Meu nome é Ryan. Minha mãe é Melinoe, a deusa dos fantasmas. O que está se desenrolando aqui é nada mais do que uma brincadeira entre ela e a tão famosa e linda Afrodite. Alguns podem perguntar o que faria a deusa de algo tão nobre quanto o amor se juntar com a deusa de algo mórbido como fantasmas. A resposta é simples. Um conto trágico. Uma história de amor sem final feliz.

A princípio, é óbvio que Afrodite poderia fazer tudo aquilo sozinha. Não precisava que Melinoe ajudasse. Contudo, a deusa conhece as próprias fraquezas e sabia que acabaria se afeiçoando demais aos seus alvos, querendo deixá-los num final bonito e feliz. Assim, se juntou com minha mãe para quebrar um pouco a rotina e criar um conto diferente. Deuses fazem isso muito frequentemente. Brincar com o coração de mortais para se divertirem.

O problema, desde o início daquela brincadeira, foi os mortais que as duas escolheram para brincar. Sinceramente, precisavam estar muito desligadas do mundo para acharem que poderiam brincar à vontade com um filho de Tânatos, um de Hades e um de Éris sem que os deuses interferissem.

Devo dizer que na primeira parte da história, fui apenas um espectador. Estava ajudando na "coleta" de novos fantasmas - existem os fantasmas que assombram uma pessoa específica e também os que vagam por aí, caso ainda não tenha deixado isso claro - quando um deus simplesmente apareceu na minha frente e perguntou o que minha mãe estava pretendendo fazer com seu filho.
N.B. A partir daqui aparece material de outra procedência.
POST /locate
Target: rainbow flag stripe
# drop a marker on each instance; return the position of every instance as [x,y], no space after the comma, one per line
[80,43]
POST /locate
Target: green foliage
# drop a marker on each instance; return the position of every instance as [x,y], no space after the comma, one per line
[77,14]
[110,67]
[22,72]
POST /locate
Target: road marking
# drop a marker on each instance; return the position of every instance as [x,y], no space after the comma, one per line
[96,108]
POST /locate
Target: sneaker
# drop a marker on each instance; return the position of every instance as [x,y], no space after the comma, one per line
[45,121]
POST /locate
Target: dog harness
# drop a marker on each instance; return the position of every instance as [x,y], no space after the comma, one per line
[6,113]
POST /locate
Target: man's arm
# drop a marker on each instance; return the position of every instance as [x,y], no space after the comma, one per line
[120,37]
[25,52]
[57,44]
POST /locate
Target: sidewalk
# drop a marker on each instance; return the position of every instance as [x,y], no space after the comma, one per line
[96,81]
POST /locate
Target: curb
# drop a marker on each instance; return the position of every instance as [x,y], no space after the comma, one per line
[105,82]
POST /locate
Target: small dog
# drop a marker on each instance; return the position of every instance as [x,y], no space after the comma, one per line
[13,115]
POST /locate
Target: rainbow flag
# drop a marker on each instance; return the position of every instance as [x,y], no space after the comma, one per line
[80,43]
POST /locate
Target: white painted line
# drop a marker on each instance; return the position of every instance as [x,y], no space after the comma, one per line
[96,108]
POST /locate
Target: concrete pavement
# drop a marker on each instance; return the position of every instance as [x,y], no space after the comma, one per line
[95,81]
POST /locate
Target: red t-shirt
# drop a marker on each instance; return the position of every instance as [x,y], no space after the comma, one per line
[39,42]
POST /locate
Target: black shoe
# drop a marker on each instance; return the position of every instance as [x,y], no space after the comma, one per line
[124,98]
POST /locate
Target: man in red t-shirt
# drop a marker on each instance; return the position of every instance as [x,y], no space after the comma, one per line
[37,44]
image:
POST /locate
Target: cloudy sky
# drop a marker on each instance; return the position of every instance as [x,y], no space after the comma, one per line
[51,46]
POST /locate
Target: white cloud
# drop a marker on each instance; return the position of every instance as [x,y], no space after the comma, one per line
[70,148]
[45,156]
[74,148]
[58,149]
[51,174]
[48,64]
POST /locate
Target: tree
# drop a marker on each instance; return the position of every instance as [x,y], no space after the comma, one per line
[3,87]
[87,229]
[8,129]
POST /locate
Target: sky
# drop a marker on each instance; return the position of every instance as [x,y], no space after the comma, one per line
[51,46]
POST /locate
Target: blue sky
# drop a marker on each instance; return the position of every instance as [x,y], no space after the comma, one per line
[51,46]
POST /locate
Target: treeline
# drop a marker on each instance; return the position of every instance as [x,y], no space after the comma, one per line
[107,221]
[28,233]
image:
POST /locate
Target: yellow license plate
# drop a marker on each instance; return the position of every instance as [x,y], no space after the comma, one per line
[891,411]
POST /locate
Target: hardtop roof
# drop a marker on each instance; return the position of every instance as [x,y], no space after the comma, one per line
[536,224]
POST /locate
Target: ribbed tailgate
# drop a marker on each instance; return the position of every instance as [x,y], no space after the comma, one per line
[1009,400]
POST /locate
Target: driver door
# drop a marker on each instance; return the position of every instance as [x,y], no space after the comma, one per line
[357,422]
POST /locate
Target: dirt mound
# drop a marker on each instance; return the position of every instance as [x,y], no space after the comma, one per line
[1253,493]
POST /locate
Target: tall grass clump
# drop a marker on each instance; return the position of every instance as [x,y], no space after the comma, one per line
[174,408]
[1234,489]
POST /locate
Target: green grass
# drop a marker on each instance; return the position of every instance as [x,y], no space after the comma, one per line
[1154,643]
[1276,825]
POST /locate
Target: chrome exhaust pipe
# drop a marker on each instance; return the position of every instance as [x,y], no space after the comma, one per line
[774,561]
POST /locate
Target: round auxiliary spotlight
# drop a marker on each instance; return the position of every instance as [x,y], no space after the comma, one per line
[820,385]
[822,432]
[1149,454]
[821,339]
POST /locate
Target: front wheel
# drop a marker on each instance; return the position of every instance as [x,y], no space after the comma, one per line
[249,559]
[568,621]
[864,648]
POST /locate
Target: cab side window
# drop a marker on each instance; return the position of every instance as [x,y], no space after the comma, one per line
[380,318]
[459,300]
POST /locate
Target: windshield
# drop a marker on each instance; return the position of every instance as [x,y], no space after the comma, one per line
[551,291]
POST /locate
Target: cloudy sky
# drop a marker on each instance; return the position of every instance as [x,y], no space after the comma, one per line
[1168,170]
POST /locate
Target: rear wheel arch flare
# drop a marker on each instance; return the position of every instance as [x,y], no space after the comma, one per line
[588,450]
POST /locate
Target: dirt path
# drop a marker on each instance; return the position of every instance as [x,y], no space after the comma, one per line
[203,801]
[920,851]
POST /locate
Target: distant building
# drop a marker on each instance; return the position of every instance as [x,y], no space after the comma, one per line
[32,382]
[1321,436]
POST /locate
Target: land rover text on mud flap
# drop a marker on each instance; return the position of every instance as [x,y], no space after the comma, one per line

Tânatos não parecia nem um pouco feliz com aquela história. Já tivera o filho amaldiçoado e não queria mais nenhuma tragédia na vida do coitado. Ele não usou "coitado", é claro, mas é exatamente o que eu digo desse tal de Liam. Coitado. Uma vez que foi escolhido, não tinha mais volta. Tentei explicar e, obviamente, só consegui piorar as coisas.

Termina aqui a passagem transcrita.